Der Siegeszug der wassergespülten Toilette ist den Engländern zu verdanken. Den Anfang machte Sir John Harington im 16. Jahrhundert mit einem Klappenklosett. Es war kein durchschlagender Erfolg. Erst nach 1775 setzte eine rasante Entwicklung ein, zu deren Ergebnissen neben verbesserten Klappenklosetts, Pfannen-, Trichter-, Flachspül-, Tiefspül- und Absaugklosett gehörten. Bevor sie jedoch weite Verbreitung finden konnten, mussten einige Vorraussetzungen erfüllt werden. Der Kampf um die Regelung der Wasserversorgung und den Bau einer Kanalisation, der am Beispiel von London und Paris gezeigt wird, liest sich wie ein Krimi. Erst die Angst vor den verheerenden Choleraepedemien und die Fortschritte der Bakteriologie, durch die die Miasmenlehre überwunden werden konnte, machten Veränderungen möglich.
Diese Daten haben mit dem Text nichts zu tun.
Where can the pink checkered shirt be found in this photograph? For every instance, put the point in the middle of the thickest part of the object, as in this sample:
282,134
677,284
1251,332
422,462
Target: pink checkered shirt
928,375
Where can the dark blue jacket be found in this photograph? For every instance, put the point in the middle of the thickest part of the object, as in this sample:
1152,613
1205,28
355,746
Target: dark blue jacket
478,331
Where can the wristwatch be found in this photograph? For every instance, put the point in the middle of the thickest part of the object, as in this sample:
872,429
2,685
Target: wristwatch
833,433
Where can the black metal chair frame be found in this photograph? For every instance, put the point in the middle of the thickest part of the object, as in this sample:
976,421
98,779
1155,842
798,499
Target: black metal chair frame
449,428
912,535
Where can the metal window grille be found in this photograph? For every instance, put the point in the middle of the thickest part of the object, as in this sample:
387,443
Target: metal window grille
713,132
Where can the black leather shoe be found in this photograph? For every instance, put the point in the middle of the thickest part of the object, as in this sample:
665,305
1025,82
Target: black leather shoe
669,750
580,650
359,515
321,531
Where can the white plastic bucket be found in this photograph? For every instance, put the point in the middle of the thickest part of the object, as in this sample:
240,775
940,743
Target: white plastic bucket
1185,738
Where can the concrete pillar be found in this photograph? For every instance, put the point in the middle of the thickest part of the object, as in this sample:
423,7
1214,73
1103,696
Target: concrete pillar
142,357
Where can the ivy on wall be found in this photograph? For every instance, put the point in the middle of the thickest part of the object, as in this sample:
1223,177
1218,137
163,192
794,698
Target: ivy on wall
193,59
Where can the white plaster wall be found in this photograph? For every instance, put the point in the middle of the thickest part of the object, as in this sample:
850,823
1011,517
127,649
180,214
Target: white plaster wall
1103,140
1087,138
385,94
Der Entwicklung der öffentlichen Bedürfnisanstalten, dem Problem sich auf Reisen zu erleichtern und den enormen Schwierigkeiten der Fäkalienbeseitigung im Krieg sind weitere Abschnitte des Buches gewidmet.

Nichts für zarte Gemüter ist das Kapitel über die durch Exkremente übertragbaren Krankheiten. Wer es gelesen hat, wird vermutlich nie wieder darauf vergessen sich nach dem Klogang die Hände zu waschen und dankbar für Seife und Toilettenpapier zu sein.

Nicht zuletzt mag es den Menschen des 21. Jahrhunderts erstaunen, dass es für die Mehrheit der Bevölkerung den Luxus der wassergespülten Toilette im eigenen Heim erst seit der zweiten Hälfte des 20. Jahrhunderts gibt.

Daniel Furrers Buch "Wasserthron und Donnerbalken" ist unterhaltsam, spannend und lehrreich von der ersten bis zur letzten Seite und somit eines der Besten kulturhistorischen Bücher, das ich in den letzten Jahren gelesen habe.